We are given the following problem:
Consider the matrix $$ A = \left[\begin{array}{rrr} \cos\theta & \sin\theta\\ \sin\theta & -\cos\theta \end{array}\right] $$, where $\theta \in \mathbb R$.
a) Show that $A$ has an eigenvector in $\mathbb{R^2}$ with eigenvalue $1$.

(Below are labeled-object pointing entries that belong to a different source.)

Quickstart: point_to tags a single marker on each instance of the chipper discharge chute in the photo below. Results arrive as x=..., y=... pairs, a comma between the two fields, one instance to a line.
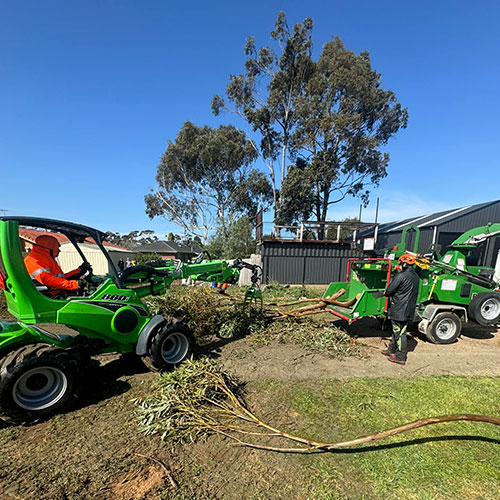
x=365, y=277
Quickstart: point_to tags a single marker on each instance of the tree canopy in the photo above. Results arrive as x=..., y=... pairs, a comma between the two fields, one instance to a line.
x=323, y=122
x=132, y=239
x=235, y=241
x=206, y=177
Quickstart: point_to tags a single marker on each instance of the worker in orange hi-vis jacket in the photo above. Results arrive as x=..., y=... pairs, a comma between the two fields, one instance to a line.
x=42, y=265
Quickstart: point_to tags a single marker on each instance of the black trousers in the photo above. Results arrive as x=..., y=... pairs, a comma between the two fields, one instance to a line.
x=398, y=345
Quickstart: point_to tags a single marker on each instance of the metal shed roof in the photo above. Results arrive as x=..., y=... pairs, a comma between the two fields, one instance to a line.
x=435, y=219
x=167, y=247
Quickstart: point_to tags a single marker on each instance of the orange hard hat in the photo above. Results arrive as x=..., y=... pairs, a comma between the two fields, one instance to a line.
x=49, y=242
x=406, y=258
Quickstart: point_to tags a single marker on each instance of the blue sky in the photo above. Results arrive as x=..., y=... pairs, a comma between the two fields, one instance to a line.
x=90, y=93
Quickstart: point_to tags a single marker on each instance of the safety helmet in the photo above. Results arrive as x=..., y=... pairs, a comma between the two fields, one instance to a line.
x=406, y=258
x=49, y=242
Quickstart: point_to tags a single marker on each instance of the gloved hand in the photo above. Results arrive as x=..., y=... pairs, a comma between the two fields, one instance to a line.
x=85, y=266
x=83, y=286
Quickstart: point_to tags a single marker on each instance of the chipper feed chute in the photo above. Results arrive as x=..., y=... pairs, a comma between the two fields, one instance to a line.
x=364, y=278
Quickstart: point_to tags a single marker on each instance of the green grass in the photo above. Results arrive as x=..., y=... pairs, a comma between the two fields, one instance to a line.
x=447, y=461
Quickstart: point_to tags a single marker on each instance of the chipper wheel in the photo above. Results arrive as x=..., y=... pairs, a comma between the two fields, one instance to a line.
x=445, y=328
x=170, y=346
x=484, y=308
x=36, y=381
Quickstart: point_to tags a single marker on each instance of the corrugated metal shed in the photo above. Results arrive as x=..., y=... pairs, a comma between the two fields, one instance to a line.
x=70, y=259
x=443, y=228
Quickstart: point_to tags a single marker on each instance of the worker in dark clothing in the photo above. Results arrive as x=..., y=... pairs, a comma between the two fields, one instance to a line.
x=403, y=292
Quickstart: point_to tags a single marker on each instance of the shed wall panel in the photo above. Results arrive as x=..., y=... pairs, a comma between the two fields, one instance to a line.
x=480, y=217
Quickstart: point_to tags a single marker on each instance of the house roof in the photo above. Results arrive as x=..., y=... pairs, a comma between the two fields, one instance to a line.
x=434, y=219
x=171, y=247
x=31, y=235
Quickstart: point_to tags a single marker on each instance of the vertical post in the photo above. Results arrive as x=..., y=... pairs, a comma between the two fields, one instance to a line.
x=434, y=236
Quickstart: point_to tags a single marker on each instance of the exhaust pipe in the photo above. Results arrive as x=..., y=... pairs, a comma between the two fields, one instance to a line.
x=496, y=275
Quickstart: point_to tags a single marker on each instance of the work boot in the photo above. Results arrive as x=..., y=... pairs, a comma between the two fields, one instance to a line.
x=393, y=359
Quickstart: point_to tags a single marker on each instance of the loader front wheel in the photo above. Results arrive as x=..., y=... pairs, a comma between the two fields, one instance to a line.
x=170, y=346
x=36, y=381
x=445, y=328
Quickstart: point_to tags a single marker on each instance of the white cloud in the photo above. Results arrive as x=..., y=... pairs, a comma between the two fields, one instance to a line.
x=394, y=206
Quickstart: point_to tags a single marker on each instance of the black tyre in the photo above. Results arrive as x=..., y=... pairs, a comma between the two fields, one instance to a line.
x=170, y=346
x=484, y=308
x=36, y=381
x=445, y=328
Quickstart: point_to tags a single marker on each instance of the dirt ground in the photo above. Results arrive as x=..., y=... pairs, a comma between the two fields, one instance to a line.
x=476, y=353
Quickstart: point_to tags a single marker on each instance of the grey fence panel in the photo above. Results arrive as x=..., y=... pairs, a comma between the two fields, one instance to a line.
x=306, y=262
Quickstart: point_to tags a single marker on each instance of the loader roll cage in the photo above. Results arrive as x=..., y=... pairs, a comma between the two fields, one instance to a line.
x=76, y=233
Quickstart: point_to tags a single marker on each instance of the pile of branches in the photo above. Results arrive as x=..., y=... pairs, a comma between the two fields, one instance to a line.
x=199, y=399
x=308, y=307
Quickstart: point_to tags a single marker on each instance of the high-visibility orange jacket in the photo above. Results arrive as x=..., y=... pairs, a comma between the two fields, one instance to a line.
x=44, y=268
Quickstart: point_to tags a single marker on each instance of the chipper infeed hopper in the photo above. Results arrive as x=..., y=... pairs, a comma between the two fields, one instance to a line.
x=364, y=278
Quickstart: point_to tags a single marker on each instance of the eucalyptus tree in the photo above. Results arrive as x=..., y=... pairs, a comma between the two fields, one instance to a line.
x=265, y=94
x=343, y=120
x=206, y=177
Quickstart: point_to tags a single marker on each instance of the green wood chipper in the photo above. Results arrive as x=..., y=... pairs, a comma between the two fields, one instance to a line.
x=451, y=292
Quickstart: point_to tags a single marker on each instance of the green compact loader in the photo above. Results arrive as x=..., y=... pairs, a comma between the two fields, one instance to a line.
x=40, y=370
x=451, y=291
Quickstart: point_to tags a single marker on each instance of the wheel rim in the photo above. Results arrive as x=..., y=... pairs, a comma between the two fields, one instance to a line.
x=446, y=329
x=175, y=348
x=490, y=309
x=40, y=388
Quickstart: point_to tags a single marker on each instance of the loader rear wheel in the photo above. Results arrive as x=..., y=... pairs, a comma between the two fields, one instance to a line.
x=36, y=381
x=484, y=308
x=445, y=328
x=170, y=346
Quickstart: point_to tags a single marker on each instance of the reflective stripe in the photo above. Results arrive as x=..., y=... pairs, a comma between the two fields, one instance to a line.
x=34, y=274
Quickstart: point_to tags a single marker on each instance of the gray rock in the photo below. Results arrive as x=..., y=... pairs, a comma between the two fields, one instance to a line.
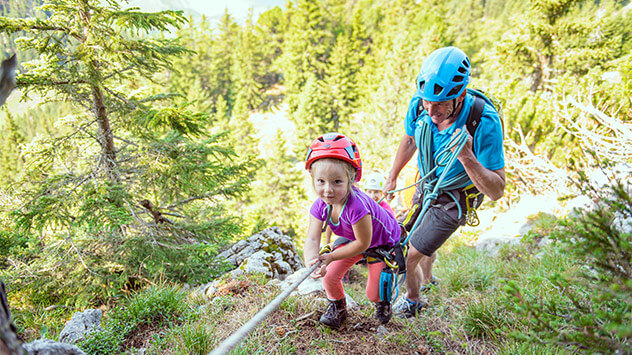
x=308, y=286
x=80, y=325
x=51, y=347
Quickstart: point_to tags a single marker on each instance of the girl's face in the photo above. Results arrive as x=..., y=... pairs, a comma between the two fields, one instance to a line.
x=331, y=182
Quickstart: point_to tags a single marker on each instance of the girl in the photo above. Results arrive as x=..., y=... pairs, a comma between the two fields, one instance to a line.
x=334, y=163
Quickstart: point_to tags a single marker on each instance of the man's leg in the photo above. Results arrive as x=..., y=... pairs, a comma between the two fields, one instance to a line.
x=426, y=268
x=414, y=274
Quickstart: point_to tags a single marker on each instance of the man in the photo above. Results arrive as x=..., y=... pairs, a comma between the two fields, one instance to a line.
x=442, y=103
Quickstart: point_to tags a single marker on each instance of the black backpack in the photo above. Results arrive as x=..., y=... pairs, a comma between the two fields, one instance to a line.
x=476, y=111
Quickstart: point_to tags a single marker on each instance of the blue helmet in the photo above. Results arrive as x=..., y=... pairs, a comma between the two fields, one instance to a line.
x=444, y=74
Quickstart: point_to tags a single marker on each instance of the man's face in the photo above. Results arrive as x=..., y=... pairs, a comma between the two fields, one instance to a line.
x=376, y=195
x=439, y=111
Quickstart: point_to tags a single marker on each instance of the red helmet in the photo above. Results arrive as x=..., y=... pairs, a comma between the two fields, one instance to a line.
x=334, y=145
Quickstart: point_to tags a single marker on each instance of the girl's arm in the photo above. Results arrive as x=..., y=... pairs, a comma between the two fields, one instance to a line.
x=363, y=231
x=312, y=241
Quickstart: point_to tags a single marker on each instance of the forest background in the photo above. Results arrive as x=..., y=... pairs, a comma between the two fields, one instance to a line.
x=127, y=155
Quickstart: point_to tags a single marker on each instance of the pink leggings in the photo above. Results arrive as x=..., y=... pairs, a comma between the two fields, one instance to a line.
x=336, y=271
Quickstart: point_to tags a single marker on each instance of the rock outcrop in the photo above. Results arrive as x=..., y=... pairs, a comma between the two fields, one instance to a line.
x=269, y=252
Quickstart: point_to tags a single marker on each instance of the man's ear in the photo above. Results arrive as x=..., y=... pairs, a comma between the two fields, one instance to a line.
x=462, y=96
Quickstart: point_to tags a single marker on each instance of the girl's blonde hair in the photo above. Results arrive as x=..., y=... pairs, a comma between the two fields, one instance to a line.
x=348, y=168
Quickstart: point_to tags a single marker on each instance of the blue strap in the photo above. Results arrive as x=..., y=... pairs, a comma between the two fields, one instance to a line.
x=433, y=186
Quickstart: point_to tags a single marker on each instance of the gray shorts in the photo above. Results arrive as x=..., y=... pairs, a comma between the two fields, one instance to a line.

We start the problem by taking the difference of the original matrix with the product of lambda and the identity:
$$A-\lambda I = \left[\begin{array}{rrr} \cos\theta -\lambda & \sin\theta\\ \sin\theta & -\cos\theta -\lambda \end{array}\right] $$
We then find its determinant:
$$det(A-\lambda I) = (\cos\theta -\lambda)(-\cos\theta -\lambda) - \sin\theta^2$$
which gives us: $\lambda^2 - 1$ and eigenvalues of $\lambda_1 = 1, \lambda_2 = -1$
Using $\lambda_1=1$ we have:
$$B(1) = \left[\begin{array}{rrr} \cos\theta -1 & \sin\theta\\ \sin\theta & -\cos\theta -1 \end{array}\right] $$
How do I reduce it and answer the problem: Show that $A$ has an eigenvector in $\mathbb{R^2}$ with eigenvalue $1$?